Language learning, by contrast, is a conscious process that involves studying rules and structures. When grammatical rules are explained to us in a language class, this is a formal context. In the classroom, the acquisition of communication skills occurs through explicit instruction and methodical study, and that conscious effort is what we call learning.
Rules and usage
Talking about the rules and structures of a language not only implies knowing the grammatical and spelling rules, but also understanding how that language is used in social contexts.
For example, to show affection in a personal letter, we can say goodbye with "sending you hugs and kisses," but not with "I would like to provide you with a hug." If we want to make sure that we receive a package at our correct address, in that case, in the email we write to the courier service, we can say "I would like to provide you with my address."

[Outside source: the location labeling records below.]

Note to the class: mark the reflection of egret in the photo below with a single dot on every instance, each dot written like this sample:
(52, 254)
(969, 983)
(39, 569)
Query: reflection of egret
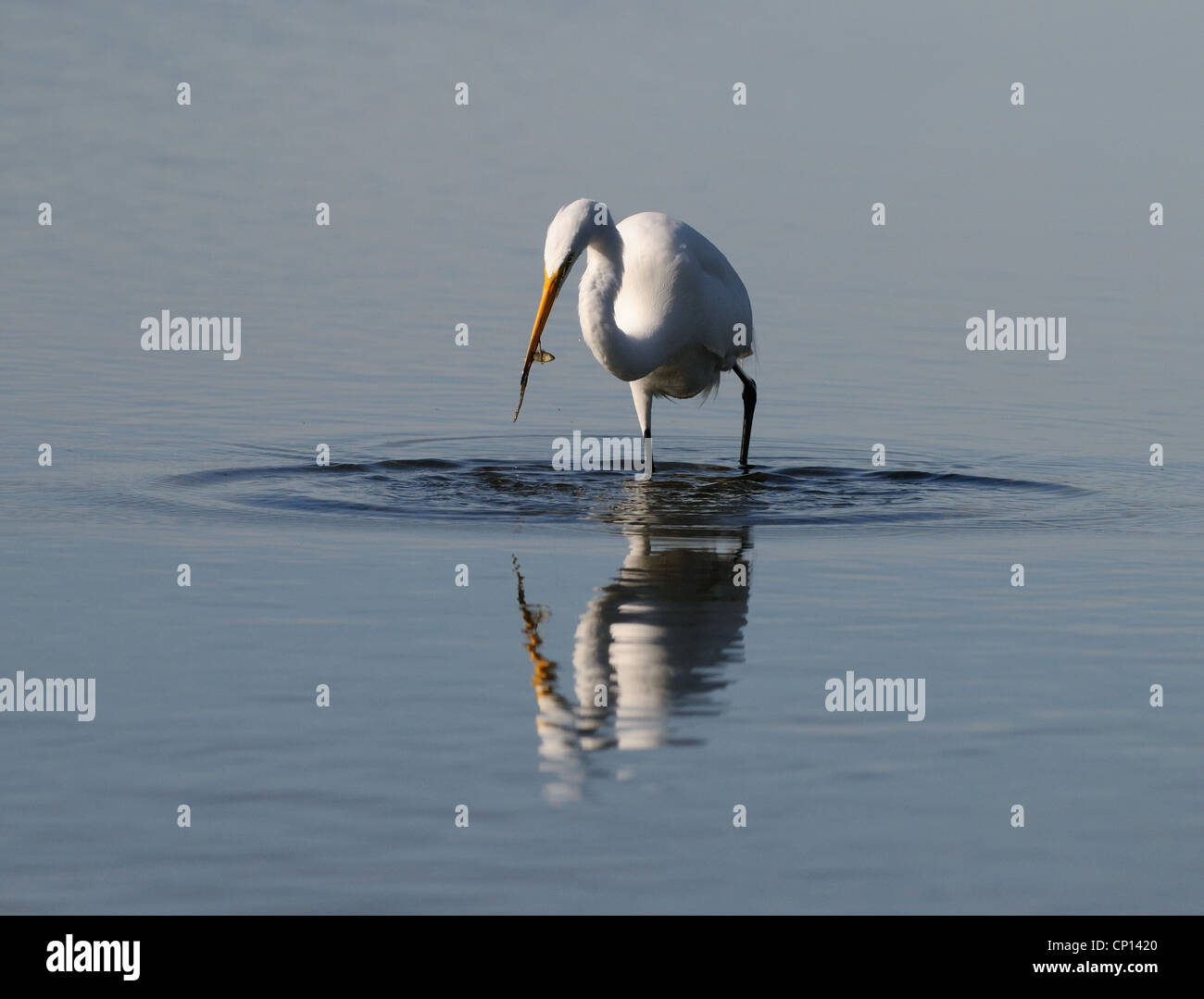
(660, 306)
(650, 645)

Understanding which words tend to appear together and the level of formality they carry (known as "register") is part of knowing a language. We access this knowledge of language usage through (unconscious) acquisition or (conscious) learning, albeit in different ways.
The acquisition and learning of a language are not mutually exclusive. In fact, they interact in our daily lives in significant ways. During childhood, acquisition is the predominant process. Children absorb their mother tongue (or mother tongues) and linguistic and cultural norms and conventions when interacting with their environment.
As we get older, formal learning becomes more prominent (at school, due to our cognitive abilities, etc.). The passage of time and the gradual increased importance of formal learning do not mean that we stop acquiring language. For example, let us imagine that we are immersed in a new linguistic environment—that we move to another country where they speak a foreign language. In that case, we can acquire aspects of the language naturally, although perhaps at a slower rate than in childhood.
Degrees of effort
Language acquisition and language learning influence our communicative competence in different ways. Acquisition allows us to use language intuitively, with less attention to grammatical rules. That is why native speakers use their mother tongue with no apparent effort.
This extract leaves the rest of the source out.